Tracking Memory Pressure with system.metrics

ClickHouse OOM kills are almost never a surprise in hindsight — system.metrics and system.asynchronous_metrics expose the exact climb toward the ceiling, if you are sampling the right gauges. This how-to reads MemoryTracking against max_server_memory_usage, correlates it with concurrent Query count and background pool depth, and turns those into alert thresholds that fire before the kernel does.

The core distinction to internalize: system.metrics holds instantaneous gauges the server updates continuously (memory in use right now, queries running right now), while system.asynchronous_metrics holds values sampled on a background interval (OS memory available, jemalloc arena sizes). Memory pressure is a story told by both — server-tracked allocation from the first, and the OS-level reality and allocator overhead from the second.

Prerequisites

How the memory budget is layered

ClickHouse allocates within a server-wide ceiling, max_server_memory_usage, which is itself a fraction of physical RAM (default ratio 0.9). The live total is MemoryTracking in system.metrics. Each query draws against a per-query ceiling, max_memory_usage, inside that server budget. The space between MemoryTracking and the server ceiling is the headroom new queries and merges can consume; the space above the ceiling is what the OS keeps for the page cache and everything non-ClickHouse.

Server memory budget: MemoryTracking in use, query headroom, and OS reserve above the max_server_memory_usage cap A memory bar over 128 GiB of RAM. Teal to 78 GiB is in use per MemoryTracking; muted from 78 to 115 GiB is query headroom drawn by per-query max_memory_usage; pink from 115 to 128 GiB is OS reserve above the max_server_memory_usage cap. Markers show current MemoryTracking at 78 GiB and the cap at 115 GiB. Server memory budget · OS RAM = 128 GiB in use query headroom MemoryTracking = 78 GiB max_server_memory_usage = 115 GiB in use — system.metrics MemoryTracking headroom — per-query max_memory_usage draws here OS reserve — kept above the server cap for page cache and the kernel

Step 1 — Read the live memory gauge

MemoryTracking is the server’s own accounting of every allocation it controls.
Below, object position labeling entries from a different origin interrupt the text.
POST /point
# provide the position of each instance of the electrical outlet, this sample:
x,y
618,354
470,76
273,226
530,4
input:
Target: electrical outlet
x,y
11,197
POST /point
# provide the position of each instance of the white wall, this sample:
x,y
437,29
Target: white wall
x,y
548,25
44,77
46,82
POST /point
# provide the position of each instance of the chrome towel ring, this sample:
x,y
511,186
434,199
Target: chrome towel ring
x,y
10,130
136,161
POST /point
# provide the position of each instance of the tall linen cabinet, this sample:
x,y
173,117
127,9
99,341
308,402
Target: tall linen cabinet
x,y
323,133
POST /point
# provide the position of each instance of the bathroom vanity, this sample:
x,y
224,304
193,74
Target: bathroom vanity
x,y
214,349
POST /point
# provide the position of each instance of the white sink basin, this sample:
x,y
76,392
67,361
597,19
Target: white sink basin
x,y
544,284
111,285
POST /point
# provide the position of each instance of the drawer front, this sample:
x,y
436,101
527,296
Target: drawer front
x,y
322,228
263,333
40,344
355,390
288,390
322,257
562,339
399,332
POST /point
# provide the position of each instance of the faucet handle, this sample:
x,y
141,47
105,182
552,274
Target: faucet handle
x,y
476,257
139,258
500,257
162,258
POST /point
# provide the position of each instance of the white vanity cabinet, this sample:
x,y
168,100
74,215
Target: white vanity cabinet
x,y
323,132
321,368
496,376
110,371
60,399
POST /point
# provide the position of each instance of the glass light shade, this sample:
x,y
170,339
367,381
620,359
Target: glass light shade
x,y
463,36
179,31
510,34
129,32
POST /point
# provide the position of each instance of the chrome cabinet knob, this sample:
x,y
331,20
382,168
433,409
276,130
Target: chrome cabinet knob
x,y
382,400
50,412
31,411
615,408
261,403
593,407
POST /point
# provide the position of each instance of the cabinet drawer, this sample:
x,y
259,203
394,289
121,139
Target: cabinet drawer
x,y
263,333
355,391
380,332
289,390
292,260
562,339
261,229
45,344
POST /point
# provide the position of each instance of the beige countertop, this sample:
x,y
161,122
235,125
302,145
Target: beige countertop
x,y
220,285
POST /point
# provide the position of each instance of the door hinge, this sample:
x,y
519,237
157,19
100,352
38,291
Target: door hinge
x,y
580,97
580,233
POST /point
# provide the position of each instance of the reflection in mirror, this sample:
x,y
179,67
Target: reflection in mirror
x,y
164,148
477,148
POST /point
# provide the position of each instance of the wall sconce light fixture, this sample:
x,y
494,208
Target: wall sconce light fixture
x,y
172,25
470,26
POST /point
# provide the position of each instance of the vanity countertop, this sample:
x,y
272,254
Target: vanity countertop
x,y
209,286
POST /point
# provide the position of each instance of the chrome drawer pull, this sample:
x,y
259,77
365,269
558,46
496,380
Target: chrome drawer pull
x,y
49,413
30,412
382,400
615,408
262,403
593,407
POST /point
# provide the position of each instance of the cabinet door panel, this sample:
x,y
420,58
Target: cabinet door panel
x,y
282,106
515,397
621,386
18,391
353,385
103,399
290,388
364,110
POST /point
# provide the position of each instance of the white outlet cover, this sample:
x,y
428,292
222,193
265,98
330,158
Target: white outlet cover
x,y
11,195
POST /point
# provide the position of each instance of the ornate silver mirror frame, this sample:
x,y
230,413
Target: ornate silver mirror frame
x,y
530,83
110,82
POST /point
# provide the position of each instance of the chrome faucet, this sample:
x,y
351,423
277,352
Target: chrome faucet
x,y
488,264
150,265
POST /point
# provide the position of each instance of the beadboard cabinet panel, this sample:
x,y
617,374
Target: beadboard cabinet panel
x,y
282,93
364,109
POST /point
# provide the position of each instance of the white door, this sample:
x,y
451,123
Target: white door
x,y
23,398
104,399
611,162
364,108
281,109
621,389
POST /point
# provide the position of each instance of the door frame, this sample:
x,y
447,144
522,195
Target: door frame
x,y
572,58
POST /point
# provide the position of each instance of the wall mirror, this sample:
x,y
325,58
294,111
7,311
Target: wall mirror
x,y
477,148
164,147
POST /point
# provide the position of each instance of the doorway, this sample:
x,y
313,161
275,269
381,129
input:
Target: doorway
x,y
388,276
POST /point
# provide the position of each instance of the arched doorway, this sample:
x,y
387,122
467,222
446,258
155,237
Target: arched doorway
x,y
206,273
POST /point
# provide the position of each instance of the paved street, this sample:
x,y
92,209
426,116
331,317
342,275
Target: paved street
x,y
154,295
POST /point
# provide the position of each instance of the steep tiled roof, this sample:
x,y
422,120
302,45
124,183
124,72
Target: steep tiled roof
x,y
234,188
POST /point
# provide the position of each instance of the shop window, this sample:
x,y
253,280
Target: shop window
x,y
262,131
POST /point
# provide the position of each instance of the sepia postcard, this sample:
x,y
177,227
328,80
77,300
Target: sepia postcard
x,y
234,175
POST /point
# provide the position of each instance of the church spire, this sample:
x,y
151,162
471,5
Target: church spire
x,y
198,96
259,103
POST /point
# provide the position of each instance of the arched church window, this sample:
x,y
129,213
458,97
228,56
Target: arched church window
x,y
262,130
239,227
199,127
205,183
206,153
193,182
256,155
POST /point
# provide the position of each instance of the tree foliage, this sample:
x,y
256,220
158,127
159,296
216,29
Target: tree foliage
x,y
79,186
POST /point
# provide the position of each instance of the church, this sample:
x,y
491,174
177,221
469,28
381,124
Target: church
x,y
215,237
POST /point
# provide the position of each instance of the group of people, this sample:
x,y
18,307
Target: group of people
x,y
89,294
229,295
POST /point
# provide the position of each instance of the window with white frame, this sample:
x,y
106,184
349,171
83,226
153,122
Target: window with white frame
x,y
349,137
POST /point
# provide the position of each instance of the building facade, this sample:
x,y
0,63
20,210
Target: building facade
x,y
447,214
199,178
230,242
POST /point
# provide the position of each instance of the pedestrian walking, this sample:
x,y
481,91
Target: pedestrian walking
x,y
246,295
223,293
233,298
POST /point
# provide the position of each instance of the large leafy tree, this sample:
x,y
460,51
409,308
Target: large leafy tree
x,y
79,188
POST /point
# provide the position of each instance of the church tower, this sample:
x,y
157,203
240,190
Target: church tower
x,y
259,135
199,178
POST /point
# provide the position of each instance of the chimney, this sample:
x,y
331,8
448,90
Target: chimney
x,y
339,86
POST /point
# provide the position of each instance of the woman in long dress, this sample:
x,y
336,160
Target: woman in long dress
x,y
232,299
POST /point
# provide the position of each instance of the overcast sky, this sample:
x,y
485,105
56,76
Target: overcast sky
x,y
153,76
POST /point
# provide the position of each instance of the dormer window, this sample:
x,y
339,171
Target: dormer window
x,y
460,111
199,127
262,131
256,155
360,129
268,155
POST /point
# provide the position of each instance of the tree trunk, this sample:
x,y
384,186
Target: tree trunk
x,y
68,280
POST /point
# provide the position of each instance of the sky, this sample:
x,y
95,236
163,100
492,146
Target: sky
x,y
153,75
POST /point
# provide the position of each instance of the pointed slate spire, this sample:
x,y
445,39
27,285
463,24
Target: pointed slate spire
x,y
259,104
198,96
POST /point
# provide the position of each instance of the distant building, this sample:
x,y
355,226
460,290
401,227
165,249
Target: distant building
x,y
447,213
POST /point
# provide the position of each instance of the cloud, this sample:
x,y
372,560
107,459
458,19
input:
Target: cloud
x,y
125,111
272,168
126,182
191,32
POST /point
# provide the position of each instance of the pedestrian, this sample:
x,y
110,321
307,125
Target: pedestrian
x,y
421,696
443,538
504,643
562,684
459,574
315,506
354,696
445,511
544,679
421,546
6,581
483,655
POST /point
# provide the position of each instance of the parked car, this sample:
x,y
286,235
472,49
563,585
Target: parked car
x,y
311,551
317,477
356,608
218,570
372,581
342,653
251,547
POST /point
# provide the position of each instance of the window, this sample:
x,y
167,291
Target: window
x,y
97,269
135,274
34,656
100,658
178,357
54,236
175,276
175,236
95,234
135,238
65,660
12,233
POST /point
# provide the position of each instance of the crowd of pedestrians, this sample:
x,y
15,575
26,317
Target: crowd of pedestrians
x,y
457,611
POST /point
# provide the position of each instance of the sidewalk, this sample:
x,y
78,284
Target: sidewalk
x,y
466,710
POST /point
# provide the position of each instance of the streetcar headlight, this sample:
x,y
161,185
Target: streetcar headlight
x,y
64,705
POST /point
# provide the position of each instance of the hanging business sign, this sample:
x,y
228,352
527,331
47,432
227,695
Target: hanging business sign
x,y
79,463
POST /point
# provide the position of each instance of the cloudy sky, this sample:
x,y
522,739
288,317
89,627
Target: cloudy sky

It is the single most important pressure signal.

sql
SELECT
    metric,
    formatReadableSize(value) AS readable,
    value
FROM system.metrics
WHERE metric IN (
    'MemoryTracking',                              -- total server-tracked bytes
    'Query',                                        -- queries running right now
    'BackgroundMergesAndMutationsPoolTask',         -- active merges + mutations
    'BackgroundFetchesPoolTask'                     -- active replica fetches
);

Expected output on a busy but healthy node:

text
┌─metric────────────────────────────────┬─readable──┬───────value─┐
│ MemoryTracking                        │ 78.00 GiB │ 83751862272 │
│ Query                                 │ 42.00 B   │          42 │
│ BackgroundMergesAndMutationsPoolTask  │ 11.00 B   │          11 │
│ BackgroundFetchesPoolTask             │ 3.00 B    │           3 │
└───────────────────────────────────────┴───────────┴─────────────┘

Query and the two background counters are the why behind MemoryTracking: a memory climb driven by a spike in Query is user load, while a climb with flat Query but rising BackgroundMergesAndMutationsPoolTask is merge pressure — often a symptom of the part-count problems tracked in part & merge health monitoring.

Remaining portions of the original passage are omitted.